Par cette lettre, j’ai l’honneur d’attirer votre attention sur un acte incroyable de piraterie dont j’ai été la victime ainsi que ma famille et quelques amis citoyens russes, de la part d’agents du gouvernement britannique, l’allié, pour autant qu’on le sache, du gouvernement qui vous compte comme ministre des Affaires étrangères. Le 25 mars dernier, fort de l’amnistie promulguée par votre gouvernement, je me suis rendu, à New-York, au Consulat général, où l’on avait déjà enlevé le portrait de Nicolas II, mais où régnait encore une atmosphère d’ancien régime. Après les inévitables tracasseries, le Consul général se décida à me donner tous les visas pour mon retour en Russie. Au Consulat anglais, où je remplis tous les questionnaires nécessaires, on me donna l’assurance que les autorités britanniques ne feraient aucun obstacle à mon voyage.

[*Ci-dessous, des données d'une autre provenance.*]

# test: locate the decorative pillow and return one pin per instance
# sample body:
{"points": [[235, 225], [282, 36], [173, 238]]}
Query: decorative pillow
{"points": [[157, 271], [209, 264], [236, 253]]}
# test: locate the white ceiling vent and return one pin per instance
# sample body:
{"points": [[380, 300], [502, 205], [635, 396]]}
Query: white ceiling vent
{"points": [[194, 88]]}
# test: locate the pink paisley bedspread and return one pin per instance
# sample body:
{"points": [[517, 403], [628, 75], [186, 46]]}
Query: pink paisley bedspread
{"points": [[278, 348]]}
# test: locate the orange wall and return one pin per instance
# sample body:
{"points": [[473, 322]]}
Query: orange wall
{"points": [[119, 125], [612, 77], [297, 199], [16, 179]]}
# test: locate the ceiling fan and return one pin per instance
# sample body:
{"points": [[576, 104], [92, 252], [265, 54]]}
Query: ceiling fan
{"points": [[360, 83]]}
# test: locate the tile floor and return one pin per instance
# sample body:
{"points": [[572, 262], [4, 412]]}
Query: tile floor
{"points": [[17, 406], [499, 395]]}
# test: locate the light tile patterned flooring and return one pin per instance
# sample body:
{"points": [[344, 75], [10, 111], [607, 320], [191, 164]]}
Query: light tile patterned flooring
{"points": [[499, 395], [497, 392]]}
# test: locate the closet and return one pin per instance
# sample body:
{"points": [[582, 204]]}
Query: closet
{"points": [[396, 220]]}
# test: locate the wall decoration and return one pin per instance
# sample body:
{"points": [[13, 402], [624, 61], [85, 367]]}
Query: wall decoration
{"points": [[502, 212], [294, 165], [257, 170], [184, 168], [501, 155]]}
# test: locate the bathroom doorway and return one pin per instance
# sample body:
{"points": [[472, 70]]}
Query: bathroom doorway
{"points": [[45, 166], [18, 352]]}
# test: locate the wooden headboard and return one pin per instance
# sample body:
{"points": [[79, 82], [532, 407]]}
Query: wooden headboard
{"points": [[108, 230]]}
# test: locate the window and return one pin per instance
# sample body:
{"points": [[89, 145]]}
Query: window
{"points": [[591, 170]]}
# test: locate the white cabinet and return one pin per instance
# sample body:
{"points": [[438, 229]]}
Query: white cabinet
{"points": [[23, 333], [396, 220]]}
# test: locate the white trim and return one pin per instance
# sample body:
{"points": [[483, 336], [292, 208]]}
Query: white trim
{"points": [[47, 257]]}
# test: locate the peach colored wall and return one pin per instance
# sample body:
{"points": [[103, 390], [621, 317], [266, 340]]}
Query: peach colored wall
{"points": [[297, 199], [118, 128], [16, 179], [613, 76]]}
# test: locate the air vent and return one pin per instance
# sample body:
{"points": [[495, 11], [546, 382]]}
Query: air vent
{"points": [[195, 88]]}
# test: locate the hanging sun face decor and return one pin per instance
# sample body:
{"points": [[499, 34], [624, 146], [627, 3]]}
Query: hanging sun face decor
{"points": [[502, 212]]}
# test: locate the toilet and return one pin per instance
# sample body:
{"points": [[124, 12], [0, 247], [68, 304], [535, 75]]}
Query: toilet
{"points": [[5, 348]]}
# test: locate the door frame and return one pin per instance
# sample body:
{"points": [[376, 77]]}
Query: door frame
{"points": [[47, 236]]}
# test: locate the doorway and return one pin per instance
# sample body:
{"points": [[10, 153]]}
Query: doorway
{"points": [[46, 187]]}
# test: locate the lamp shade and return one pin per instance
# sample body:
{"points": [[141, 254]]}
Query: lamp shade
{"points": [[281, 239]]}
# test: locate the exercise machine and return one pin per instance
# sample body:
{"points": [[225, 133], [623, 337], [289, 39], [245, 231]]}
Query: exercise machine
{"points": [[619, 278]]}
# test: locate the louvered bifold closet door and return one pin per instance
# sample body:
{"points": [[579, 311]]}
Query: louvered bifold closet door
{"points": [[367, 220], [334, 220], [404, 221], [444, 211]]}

En présence d’un employé, je téléphonai au Consulat russe, qui me répondit que toutes les formalités avaient été accomplies et que je pouvais m’embarquer sans crainte.

Le 27 mars, je partis avec ma famille, à bord du navire norvégien « Christianafjord ». A Halifax (Canada), où le bateau se soumit au contrôle des autorités maritimes anglaises, les officiers de police, examinant pour la forme les papiers des voyageurs américains, norvégiens, danois et autres, nous interrogèrent, nous autres citoyens russes, dans le plus pur style des gendarmes de notre patrie : opinions politiques, etc… Conformément à la bonne tradition révolutionnaire, je me refusai à les suivre sur cette voie : j’étais prêt à leur fournir toute précision utile sur ma personne, mais la politique intérieure russe ne concernait nullement la police maritime anglaise. Ceci n’empêcha pas les deux officiers enquêteurs, Macken et Westwood, après une seconde tentative d’interrogatoire, de questionner les autres passagers à mon sujet, en particulier, Fondaminsky et, ce faisant, les deux policiers insistaient sur le fait que j’étais a terrible socialist, un terrible socialiste. Cette enquête prit un tour si indécent et plaçait les émigrés russes dans une position si exceptionnelle par rapport aux passagers qui n’avaient pas le malheur d’appartenir à une nation alliée de l’Angleterre, que quelques-uns d’entre nous considérèrent de leur devoir d’adresser, par l’intermédiaire du capitaine, une protestation énergique aux autorités anglaises sur le comportement des policiers. Mais nous n’avions pas prévu la suite des événements…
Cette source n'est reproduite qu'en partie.